Taylor has decided that dried tart cherries are his new favorite thing this side of Disney World.
“If you didn’t need these for a recipe,” he told me, “I’d have devoured the entire bag by now.”
To which I replied that we can always buy more, and if it makes him happy, by all means, eat away. (It’s the little things, right?)
And in fact, I’m inclined to agree with him.
I’ve never been a fan of raisins (which have absolutely NO place in cookies), and dried cranberries are often too tanic and overpowering (especially when you accidentally buy the orange-flavored ones, they overtake your entire meal). Dried tart cherries, however, are miracles. Little wrinkly miracles; pockets of flavor that compliment and enhance without overpowering. And unlike the chewy/leathery/tough texture of other dried fruit, cherries are tender and supple and won’t break your teeth in the process.

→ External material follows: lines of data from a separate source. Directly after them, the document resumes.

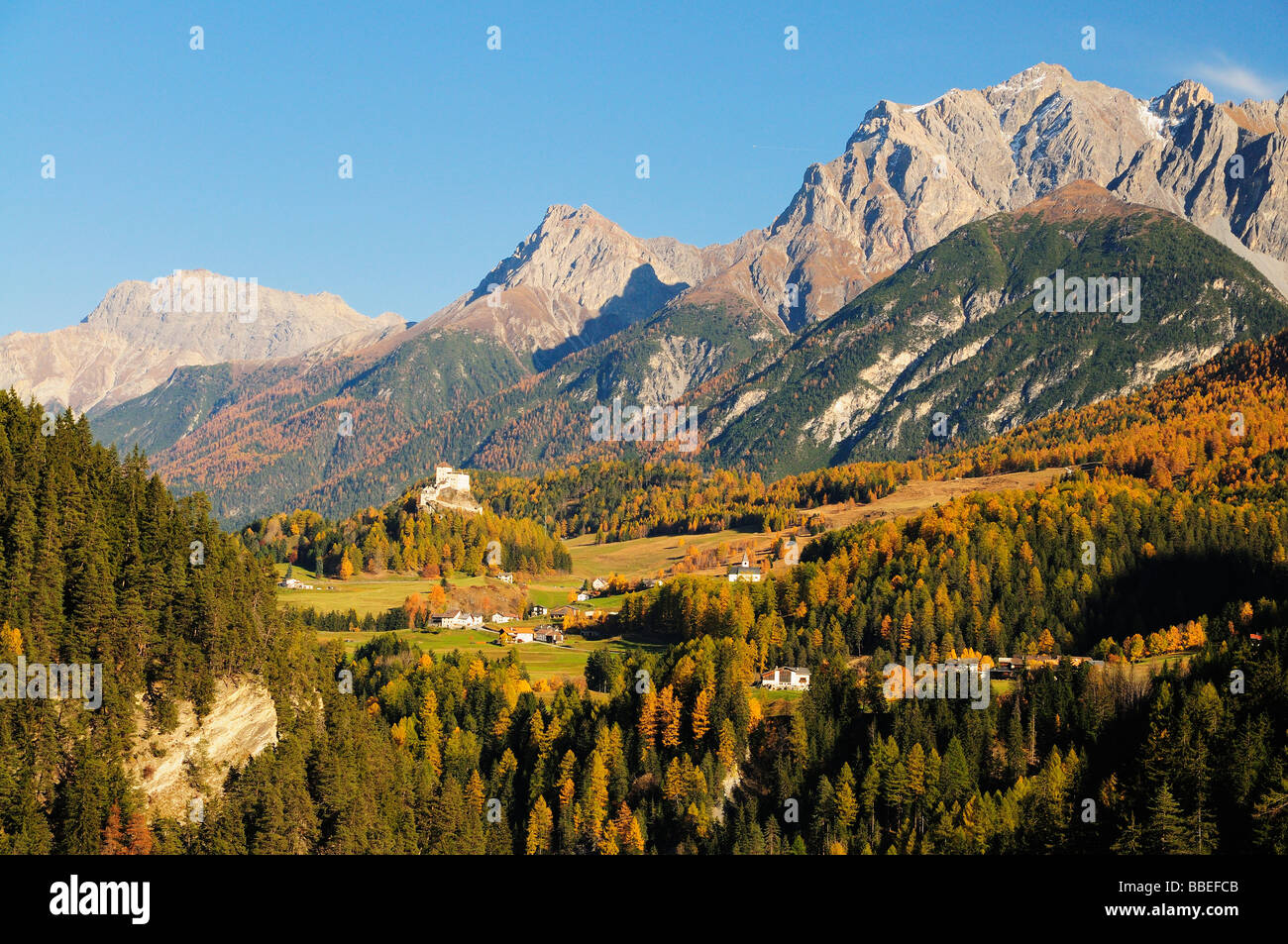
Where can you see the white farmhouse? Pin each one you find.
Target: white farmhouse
(743, 572)
(785, 677)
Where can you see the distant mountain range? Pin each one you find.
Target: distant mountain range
(809, 342)
(128, 344)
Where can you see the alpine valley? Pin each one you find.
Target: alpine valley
(1001, 391)
(896, 284)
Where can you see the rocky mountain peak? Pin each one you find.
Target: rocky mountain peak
(1181, 99)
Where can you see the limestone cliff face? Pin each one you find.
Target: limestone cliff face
(578, 278)
(127, 347)
(191, 763)
(912, 174)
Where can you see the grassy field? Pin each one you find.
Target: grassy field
(644, 557)
(541, 660)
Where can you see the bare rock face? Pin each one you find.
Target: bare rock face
(184, 769)
(912, 174)
(136, 336)
(907, 178)
(576, 278)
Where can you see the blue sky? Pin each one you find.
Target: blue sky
(227, 157)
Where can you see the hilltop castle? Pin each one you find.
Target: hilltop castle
(451, 488)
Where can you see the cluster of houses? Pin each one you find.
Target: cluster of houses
(460, 620)
(540, 634)
(1006, 666)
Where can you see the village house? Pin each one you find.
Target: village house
(743, 572)
(459, 620)
(548, 634)
(785, 678)
(791, 552)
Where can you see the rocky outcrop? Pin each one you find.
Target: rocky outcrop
(183, 769)
(134, 339)
(907, 178)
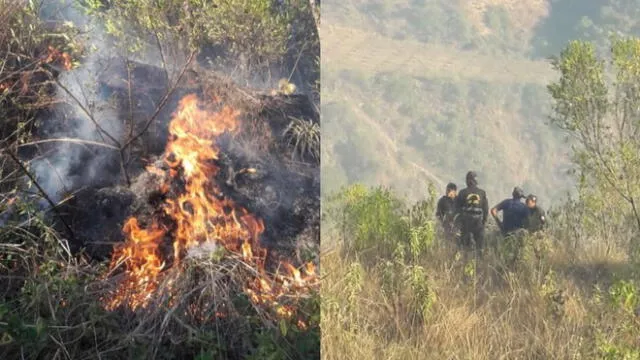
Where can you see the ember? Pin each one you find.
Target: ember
(55, 55)
(200, 217)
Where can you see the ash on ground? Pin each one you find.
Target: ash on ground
(258, 170)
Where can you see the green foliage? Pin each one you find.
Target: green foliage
(372, 218)
(260, 31)
(304, 136)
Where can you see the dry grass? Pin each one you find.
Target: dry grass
(351, 48)
(537, 312)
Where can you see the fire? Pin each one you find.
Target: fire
(201, 215)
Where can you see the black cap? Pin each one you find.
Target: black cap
(517, 193)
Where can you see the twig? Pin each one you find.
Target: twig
(70, 140)
(88, 113)
(44, 193)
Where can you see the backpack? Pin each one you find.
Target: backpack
(472, 204)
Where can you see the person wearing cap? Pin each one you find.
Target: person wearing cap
(472, 206)
(535, 219)
(514, 212)
(446, 210)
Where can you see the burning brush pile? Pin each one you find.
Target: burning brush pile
(220, 229)
(199, 240)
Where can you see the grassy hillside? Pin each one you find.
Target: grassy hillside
(395, 289)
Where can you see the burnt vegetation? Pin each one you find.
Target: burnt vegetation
(89, 92)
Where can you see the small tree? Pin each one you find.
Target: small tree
(599, 106)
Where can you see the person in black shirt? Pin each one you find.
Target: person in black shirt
(446, 210)
(514, 212)
(473, 207)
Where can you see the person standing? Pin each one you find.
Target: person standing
(446, 210)
(536, 219)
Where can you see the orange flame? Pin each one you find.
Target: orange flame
(200, 217)
(54, 55)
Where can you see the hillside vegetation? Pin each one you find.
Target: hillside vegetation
(143, 145)
(393, 287)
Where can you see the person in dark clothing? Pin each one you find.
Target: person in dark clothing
(446, 210)
(535, 219)
(514, 212)
(472, 206)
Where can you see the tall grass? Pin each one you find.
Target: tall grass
(538, 298)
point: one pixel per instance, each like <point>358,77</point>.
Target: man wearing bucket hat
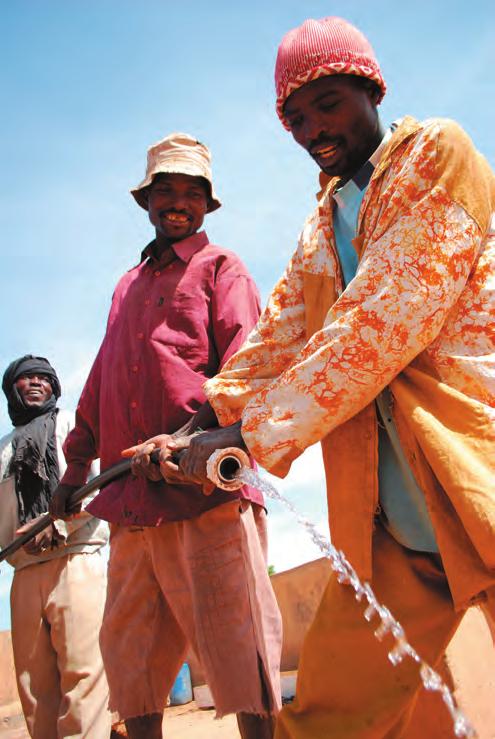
<point>58,590</point>
<point>185,569</point>
<point>376,342</point>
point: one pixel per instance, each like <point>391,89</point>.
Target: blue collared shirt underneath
<point>401,499</point>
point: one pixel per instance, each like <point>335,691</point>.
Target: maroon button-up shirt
<point>169,330</point>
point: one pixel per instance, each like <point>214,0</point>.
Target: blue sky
<point>88,86</point>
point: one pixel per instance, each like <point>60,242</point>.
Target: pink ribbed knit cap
<point>319,48</point>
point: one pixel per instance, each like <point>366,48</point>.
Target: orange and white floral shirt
<point>419,316</point>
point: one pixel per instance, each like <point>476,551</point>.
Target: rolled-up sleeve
<point>406,284</point>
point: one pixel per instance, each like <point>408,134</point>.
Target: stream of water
<point>388,624</point>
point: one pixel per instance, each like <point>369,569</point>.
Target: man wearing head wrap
<point>58,590</point>
<point>186,569</point>
<point>377,343</point>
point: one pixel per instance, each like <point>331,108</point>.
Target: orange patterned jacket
<point>419,316</point>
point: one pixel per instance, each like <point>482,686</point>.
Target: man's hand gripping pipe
<point>117,470</point>
<point>222,467</point>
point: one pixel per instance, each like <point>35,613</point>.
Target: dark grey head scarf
<point>34,460</point>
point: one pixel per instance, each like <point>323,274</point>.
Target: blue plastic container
<point>182,689</point>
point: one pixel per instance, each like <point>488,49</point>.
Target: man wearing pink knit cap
<point>376,342</point>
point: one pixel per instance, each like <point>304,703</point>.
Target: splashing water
<point>388,625</point>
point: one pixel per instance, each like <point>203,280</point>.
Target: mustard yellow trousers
<point>347,687</point>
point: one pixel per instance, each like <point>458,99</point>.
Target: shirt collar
<point>360,181</point>
<point>184,249</point>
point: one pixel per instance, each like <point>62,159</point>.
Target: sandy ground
<point>180,722</point>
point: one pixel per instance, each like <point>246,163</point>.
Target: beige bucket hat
<point>177,153</point>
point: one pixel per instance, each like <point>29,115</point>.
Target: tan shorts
<point>201,583</point>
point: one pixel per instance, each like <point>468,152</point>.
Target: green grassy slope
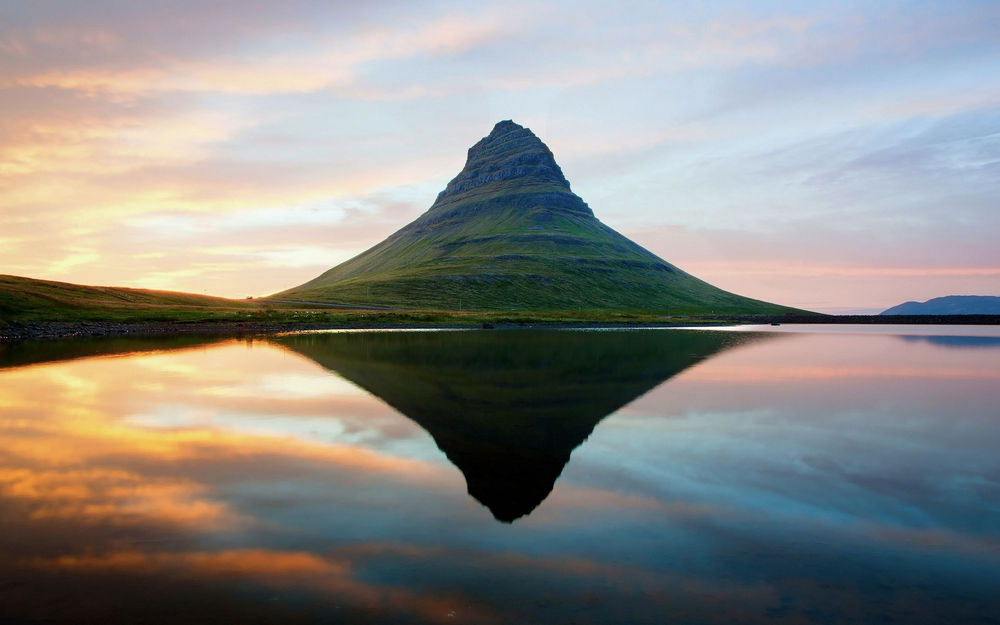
<point>27,299</point>
<point>509,234</point>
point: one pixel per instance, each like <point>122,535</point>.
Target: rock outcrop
<point>508,233</point>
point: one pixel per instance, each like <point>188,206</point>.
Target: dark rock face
<point>509,151</point>
<point>512,203</point>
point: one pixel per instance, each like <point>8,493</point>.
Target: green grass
<point>24,300</point>
<point>518,244</point>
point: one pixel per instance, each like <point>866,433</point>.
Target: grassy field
<point>518,243</point>
<point>25,300</point>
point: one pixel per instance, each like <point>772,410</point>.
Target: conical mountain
<point>508,408</point>
<point>508,233</point>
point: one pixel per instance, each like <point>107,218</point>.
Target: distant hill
<point>950,305</point>
<point>507,233</point>
<point>27,299</point>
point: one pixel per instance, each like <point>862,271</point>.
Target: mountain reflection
<point>508,408</point>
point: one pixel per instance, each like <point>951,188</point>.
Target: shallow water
<point>768,475</point>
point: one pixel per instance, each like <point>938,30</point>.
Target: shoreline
<point>51,330</point>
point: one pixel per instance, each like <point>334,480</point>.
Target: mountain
<point>950,305</point>
<point>508,408</point>
<point>507,233</point>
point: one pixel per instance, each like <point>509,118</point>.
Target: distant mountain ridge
<point>949,305</point>
<point>508,233</point>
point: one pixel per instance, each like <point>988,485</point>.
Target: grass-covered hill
<point>507,233</point>
<point>27,299</point>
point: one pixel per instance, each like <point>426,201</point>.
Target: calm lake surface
<point>756,475</point>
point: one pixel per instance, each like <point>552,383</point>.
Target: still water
<point>776,475</point>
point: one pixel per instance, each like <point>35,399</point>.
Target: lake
<point>793,474</point>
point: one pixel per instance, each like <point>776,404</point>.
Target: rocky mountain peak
<point>509,152</point>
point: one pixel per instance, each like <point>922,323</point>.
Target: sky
<point>840,157</point>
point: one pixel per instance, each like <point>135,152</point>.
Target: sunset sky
<point>841,157</point>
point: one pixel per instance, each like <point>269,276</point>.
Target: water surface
<point>641,476</point>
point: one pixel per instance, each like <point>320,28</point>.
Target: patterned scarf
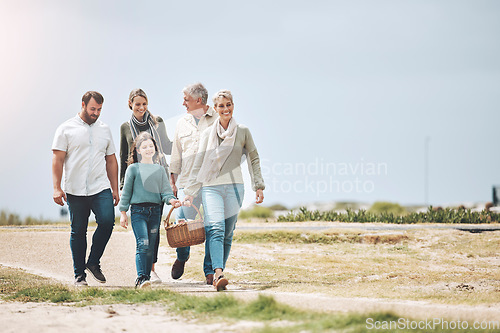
<point>148,125</point>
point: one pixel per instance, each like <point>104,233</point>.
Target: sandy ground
<point>47,253</point>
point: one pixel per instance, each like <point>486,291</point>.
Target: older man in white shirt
<point>186,140</point>
<point>83,147</point>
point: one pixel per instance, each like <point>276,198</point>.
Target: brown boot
<point>178,269</point>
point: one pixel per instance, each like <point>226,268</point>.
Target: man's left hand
<point>116,198</point>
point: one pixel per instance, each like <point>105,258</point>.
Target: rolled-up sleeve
<point>253,161</point>
<point>176,157</point>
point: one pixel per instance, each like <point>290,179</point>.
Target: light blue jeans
<point>222,204</point>
<point>145,224</point>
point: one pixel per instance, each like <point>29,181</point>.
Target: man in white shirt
<point>83,147</point>
<point>185,145</point>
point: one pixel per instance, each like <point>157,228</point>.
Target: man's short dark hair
<point>92,94</point>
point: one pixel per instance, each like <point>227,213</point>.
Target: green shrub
<point>387,207</point>
<point>447,215</point>
<point>256,212</point>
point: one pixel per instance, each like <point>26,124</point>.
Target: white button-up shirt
<point>86,147</point>
<point>186,142</point>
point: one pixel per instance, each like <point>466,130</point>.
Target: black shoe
<point>80,281</point>
<point>178,269</point>
<point>142,282</point>
<point>95,271</point>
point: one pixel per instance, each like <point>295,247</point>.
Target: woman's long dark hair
<point>133,156</point>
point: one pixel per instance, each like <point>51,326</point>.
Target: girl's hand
<point>176,203</point>
<point>124,220</point>
<point>188,200</point>
<point>259,196</point>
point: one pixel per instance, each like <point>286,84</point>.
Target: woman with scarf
<point>217,173</point>
<point>143,121</point>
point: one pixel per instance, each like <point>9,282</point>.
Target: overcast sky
<point>340,96</point>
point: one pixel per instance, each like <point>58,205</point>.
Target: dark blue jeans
<point>145,224</point>
<point>101,204</point>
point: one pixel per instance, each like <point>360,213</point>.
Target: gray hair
<point>224,93</point>
<point>197,90</point>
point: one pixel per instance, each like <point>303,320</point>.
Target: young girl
<point>146,188</point>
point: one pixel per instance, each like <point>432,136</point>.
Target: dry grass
<point>444,266</point>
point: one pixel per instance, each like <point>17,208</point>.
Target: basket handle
<point>166,222</point>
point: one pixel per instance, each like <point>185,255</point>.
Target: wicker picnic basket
<point>186,233</point>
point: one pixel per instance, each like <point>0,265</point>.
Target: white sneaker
<point>155,278</point>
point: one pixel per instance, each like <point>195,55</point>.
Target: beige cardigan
<point>231,170</point>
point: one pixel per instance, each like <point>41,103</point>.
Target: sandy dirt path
<point>47,253</point>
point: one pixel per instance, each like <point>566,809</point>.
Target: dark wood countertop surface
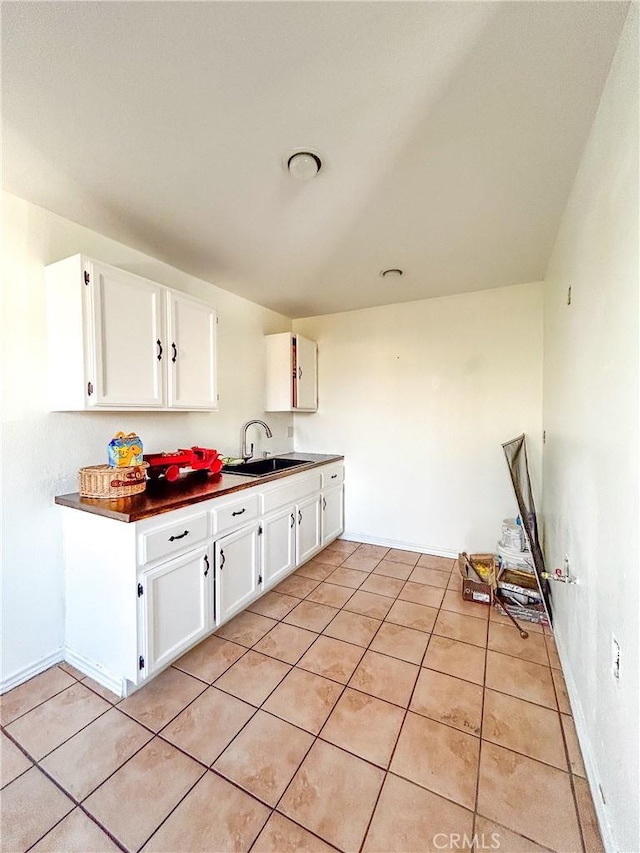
<point>161,496</point>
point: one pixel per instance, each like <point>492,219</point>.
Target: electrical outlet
<point>615,658</point>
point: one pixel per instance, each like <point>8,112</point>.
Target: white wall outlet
<point>615,658</point>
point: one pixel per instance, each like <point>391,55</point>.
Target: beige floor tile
<point>400,642</point>
<point>274,605</point>
<point>13,762</point>
<point>412,615</point>
<point>332,658</point>
<point>448,700</point>
<point>311,615</point>
<point>454,602</point>
<point>492,836</point>
<point>392,569</point>
<point>526,680</point>
<point>439,758</point>
<point>33,692</point>
<point>77,833</point>
<point>345,576</point>
<point>360,563</point>
<point>71,670</point>
<point>88,758</point>
<point>48,725</point>
<point>352,628</point>
<point>286,643</point>
<point>561,691</point>
<point>528,797</point>
<point>422,574</point>
<point>382,585</point>
<point>331,594</point>
<point>31,806</point>
<point>104,692</point>
<point>264,756</point>
<point>162,699</point>
<point>524,727</point>
<point>207,726</point>
<point>253,677</point>
<point>247,628</point>
<point>455,658</point>
<point>210,658</point>
<point>319,571</point>
<point>297,585</point>
<point>333,795</point>
<point>441,564</point>
<point>409,818</point>
<point>378,552</point>
<point>463,628</point>
<point>369,604</point>
<point>330,557</point>
<point>397,555</point>
<point>387,678</point>
<point>304,699</point>
<point>214,816</point>
<point>573,746</point>
<point>587,817</point>
<point>365,726</point>
<point>282,835</point>
<point>505,639</point>
<point>139,796</point>
<point>421,593</point>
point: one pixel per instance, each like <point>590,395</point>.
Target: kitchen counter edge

Contrast is king in this colorful salad, which pairs bitter and sweet, salty and smoky, bright and crunchy: multiple dimensions of flavor and texture that make it come alive. It might seem like an odd combination of disparate ingredients, but each one becomes a piece in the greater whole and does so with purpose and intention.
We wanted a salad that would satisfy as an entree, and that meant adding some sort of protein to compliment the fresh and fruity flavors. Not wanting to stick with the same-old-same old (meaning, flaked salmon or canned tuna, mostly like) we stumbled across some smoked trout that looked intriguing. It’s actually very similar in flavor to smoked salmon (not cold smoked/cured salmon like Lox, but rather the stuff that’s actually smoked until opaque and flaky) and in fact you could easily substitute one for the other here if necessary.
While we originally planned to use pearl couscous, we found a stray bag of Fregula in the back of our cabinet that we had picked up on our trip to DeLallo foods last fall and promptly forgot. Fregula sarda is a semolina-based pasta, similar to Israeli or pearl couscous that has been toasted until it’s 50 shades of golden brown. I remember being intrigued by the idea of a toasted pasta, and indeed, it carries a subtle toasted flavor not unlike a piece of crisped bread.
It makes me wonder, can other kinds of pasta be toasted too?
This toasty base serves as the foundation for a unique and satisfying salad. With bright and bitter arugula, crunchy raw fennel, and sweet dried tart cherries, it’s a trifecta of toppings that are perfected even more by the smoky salty fish and the tart and creamy cherry vinaigrette (a dressing which, might I add, would be great to have on hand for last minute salads… so make a double batch if you so choose).
Quick. Healthy. Flavorful. Unique. What more could you want in a meal?
- 2 tablespoons white wine or champagne vinegar
- 2 tablespoons dried tart cherries (optional)
- 2 tablespoons sherry vinegar
- 1 shallot, minced
- 2 tablespoons Dijon mustard
- 1 tablespoon honey
- 1/4 teaspoon each salt and freshly ground black pepper
- 1/2 cup olive oil (extra virgin or a combination of extra virgin and light or grapeseed oil for a lighter flavor)
- 16 ounces fregula sarda, cooked according to package directions*
- 1 bulb fennel, cored and very thinly sliced
- 4 ounces baby arugula
- 4 ounces smoked trout, skin removed and flaked
- 1/4 cup dried tart cherries
- Optional: soak 2 tablespoons dried tart cherries in champagne vinegar for at least 6 hours or overnight. Drain and discard cherries (you can use them on the salad if you like, however they are very potent, so taste them first beforehand).
- Combine cherry-infused or plain champagne vinegar, sherry vinegar, shallot, mustard, honey, salt, and pepper in a blender or food processor; pulse to mix. Slowly drizzle in olive oil, mixing on low speed until emulsified and thickened.
- Prepare fregula sarda according to package instructions until just al dente. Drain and let cool to room temperature or refrigerate.
- In a large bowl, combine cooled fregula with arugula and sliced fennel. Toss with dressing until evenly coated. Divide among serving dishes. Top with flaked trout and sprinkle with remaining dried tart cherries. Serve at room temperature.
Disclosure: This post was sponsored by the Cherry Marketing Institute. As always, all opinions written are purely our own. We’re incredibly grateful for opportunities like these that allow us to continue sharing delicious recipes with you, so thank you for supporting us and the brands we love.